It’s one of the five restaurants in this month’s Table Stakes, alongside our favorite new Italian restaurant, a great all-day diner and mouthwatering lamb barbacoa tacos.
You’re here because: You want to get high! Definitely make a reservation, because the line goes around the block. The place is tastefully decorated with plants and old photos of legendary stoners. Once seated, a flower host will attend to your pot proclivities. The valet is a nightmare and you might leave a bit discombobulated, so take a Lyft.
You’re dining on: Bar food made from scratch. Order some vegan nachos for the table. Good nachos are loaded and cheesy; great nachos mindfully layer all that goodness. These are great nachos, layered with spicy cauliflower, beans and guacamole. The smashburger with thick-cut french fries is the go-to main. And caramel pudding for dessert … if it’s available.
You’re here because: You want to have a stimulating dinner with interesting people who enjoy sophisticated food. Antico is the perfect size restaurant: big enough to feel convivial, small enough to feel intimate. The kitchen opens to the main room, which features both a chef’s table and a communal dining table.
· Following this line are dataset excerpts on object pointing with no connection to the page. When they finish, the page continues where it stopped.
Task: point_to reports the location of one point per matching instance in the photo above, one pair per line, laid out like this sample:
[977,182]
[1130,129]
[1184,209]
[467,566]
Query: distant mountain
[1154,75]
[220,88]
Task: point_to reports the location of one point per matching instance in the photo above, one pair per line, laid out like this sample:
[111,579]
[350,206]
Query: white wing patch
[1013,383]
But you want to be seated along the walls so you can watch it all.
You’re dining on: Crispy morsels of swordfish that have been sliced into bite-sized chunks before being skewered. Chef Chad Colby has a stellar resume that includes stints at Mozza, Chi Spacca and Campanile, to name a few. His debut restaurant delivers, and he’s a master on the flame, so definitely order the steak. And given this is an Italian restaurant, don’t forgo the pastas. The ice cream is made in a Carpigiani, an Italian device that whips milk into a divinely creamy state; the honeycomb tastes like salted caramel.
You’re here because: It’s lunch or you’re trying to squeeze in a quick bite before a movie. Fuku is the fast-casual fried chicken joint by David Chang (Momofuku). It’s in the new food court on the Promenade.
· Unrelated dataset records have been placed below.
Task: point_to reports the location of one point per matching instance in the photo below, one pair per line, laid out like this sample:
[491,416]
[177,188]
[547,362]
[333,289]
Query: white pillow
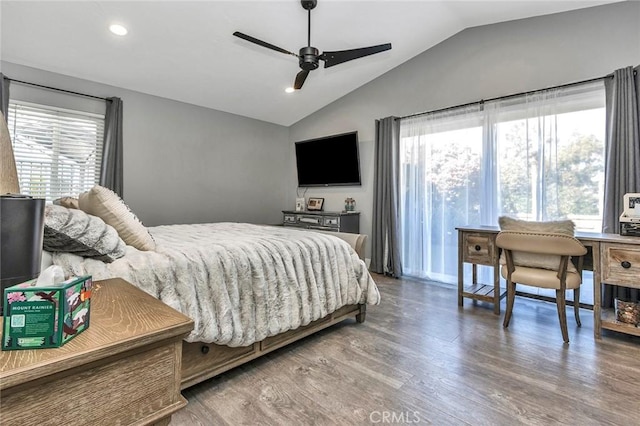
[108,206]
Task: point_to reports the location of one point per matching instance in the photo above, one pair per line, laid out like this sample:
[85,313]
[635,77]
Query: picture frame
[315,204]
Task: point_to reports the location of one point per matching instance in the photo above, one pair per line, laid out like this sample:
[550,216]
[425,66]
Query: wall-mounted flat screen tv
[329,161]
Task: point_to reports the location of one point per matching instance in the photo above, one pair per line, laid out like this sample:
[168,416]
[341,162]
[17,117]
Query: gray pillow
[74,231]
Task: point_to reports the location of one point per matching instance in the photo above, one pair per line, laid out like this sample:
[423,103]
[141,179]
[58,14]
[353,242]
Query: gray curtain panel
[385,246]
[4,95]
[111,175]
[622,158]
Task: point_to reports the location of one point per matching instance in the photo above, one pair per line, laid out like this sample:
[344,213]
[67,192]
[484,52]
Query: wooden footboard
[202,361]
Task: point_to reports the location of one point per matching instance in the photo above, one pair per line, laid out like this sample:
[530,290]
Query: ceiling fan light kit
[309,56]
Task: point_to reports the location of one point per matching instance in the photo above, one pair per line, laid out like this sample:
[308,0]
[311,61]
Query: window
[535,157]
[58,151]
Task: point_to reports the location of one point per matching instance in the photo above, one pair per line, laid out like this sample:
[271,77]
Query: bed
[250,289]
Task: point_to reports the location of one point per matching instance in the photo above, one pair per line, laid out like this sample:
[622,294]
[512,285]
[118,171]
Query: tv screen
[329,161]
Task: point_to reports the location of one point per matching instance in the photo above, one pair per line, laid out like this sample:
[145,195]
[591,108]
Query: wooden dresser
[125,369]
[614,259]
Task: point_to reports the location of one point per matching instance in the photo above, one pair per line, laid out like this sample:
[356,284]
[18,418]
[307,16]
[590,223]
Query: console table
[614,259]
[124,369]
[328,221]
You’re dining on: Fried chicken sandwiches that taste like a higher quality version of Chick-fil-A, complete with the butter pickle. The fingers are good, too.
You’re here because: You want a comfortable place to eat at pretty much any time of the day. This restaurant is in the newly opened Hoxton, a posh yet affordable hotel in a historic building downtown. The decor is a tasteful mix of modernism and art deco.
You’re dining on: Our favorite thing was the wood-roasted trout, which came out with crispy skin and a soft pink flesh that was easy to fork, alongside an endive salad that provided a cool counterbalance. The disco tots, another favorite, were encased in cheese, a green mole and the blunt yoke of a fried egg. Also, you can’t go wrong with the smashburger or pancakes.
You’re here because: You’re looking for a gut bomb. This stand is open-air and probably best visited when you don’t have much planned after, as every taco and ceviche is delicious and it’s tough to not eat all of the things.
You’re dining on: Chef Alex Carrasco worked at Scratch Bar and Mozza before taking over this former BBQ stand. He wraps his lamb in local palm leaves before roasting it for 24 hours in a spicy oil that permeates the meat, giving it a juicy kick of flavor. His blue corn tortillas are soft yet thick enough to handle it, too. His ceviche has subtle, tender earthiness. Wash it down with something sweet, like a bottled Coke.